HMMSupervised Example: Customer Loyalty Prediction - Teradata Vantage

Machine Learning Engine Analytic Function Reference

Product
Teradata Vantage
Release Number
8.10
1.1
Published
October 2019
Language
English (United States)
Last Update
2019-12-31
dita:mapPath
ima1540829771750.ditamap
dita:ditavalPath
jsj1481748799576.ditaval
dita:id
B700-4003
lifecycle
previous
Product Category
Teradata Vantage™

Customer loyalty cannot be directly observed or measured, but can be inferred probabilistically. This use case shows how to predict the loyalty level of customers to a retailer from customer shopping patterns.
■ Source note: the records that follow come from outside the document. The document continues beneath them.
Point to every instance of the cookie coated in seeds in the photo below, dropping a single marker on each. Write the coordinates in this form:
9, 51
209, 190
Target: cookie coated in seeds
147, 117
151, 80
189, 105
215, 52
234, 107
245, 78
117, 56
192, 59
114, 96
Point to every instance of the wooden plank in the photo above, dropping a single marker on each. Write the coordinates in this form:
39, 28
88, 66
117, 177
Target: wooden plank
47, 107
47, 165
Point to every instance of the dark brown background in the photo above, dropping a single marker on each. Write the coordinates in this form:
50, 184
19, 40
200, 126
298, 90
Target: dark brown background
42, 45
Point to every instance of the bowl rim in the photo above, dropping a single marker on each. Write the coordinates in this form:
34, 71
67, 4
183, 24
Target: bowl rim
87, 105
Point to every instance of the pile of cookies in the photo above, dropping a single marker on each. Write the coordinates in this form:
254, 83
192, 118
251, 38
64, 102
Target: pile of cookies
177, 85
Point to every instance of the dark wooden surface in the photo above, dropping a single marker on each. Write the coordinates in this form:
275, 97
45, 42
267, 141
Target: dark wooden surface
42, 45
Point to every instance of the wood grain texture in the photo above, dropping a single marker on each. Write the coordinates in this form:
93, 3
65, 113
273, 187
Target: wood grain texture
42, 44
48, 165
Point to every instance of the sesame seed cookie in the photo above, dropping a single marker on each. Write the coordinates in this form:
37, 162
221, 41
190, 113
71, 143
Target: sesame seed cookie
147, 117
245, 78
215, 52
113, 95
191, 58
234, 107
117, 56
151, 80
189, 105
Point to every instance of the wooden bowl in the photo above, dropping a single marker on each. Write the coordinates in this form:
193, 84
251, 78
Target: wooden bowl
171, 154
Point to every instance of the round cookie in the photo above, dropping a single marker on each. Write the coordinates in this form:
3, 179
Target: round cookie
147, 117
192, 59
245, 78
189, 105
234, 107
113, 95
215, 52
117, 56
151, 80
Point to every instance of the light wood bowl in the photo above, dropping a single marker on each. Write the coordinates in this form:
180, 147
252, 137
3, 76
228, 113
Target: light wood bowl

Customers who make frequent purchases or costlier purchases tend to be more loyal to a brand than infrequent shoppers buying low-value items. A customer who makes a purchase each week is more loyal than a customer who makes a purchase once a year. Similarly, a customer spending more money is more loyal than a customer spending less money.

You can use the shopping patterns of customers with extensive purchase histories to build a Hidden Markov Model to analyze the loyalty of new customers. Gaining insight about the loyalty levels of customers can help retailers devise strategic marketing plans to retain loyal customers and convert low-loyalty customers to high-loyalty. Retailers can also take proactive action to turn around the fading relationship with customers who show a downward trajectory of loyalty. This is particularly important for high-value customers.

The data set for this use case is the shopping history of customers. This data set is transformed into observations that can be used to train an HMM. Based on the time between purchases and the difference in amount spent between purchases, purchases are classified into the following levels:

Time between purchases Difference in amount spent
Small (S) Less (L)
Medium (M) Same (S)
Large (L) More (M)

To determine the level that a purchase belongs to, you can use K-Means clustering with K=3 to create clusters based on either time difference between purchases or difference in amount spent. Purchases clustered using either metric are classified into one of the three purchase levels. The observation associated with a purchase is the combination of the levels from both metrics.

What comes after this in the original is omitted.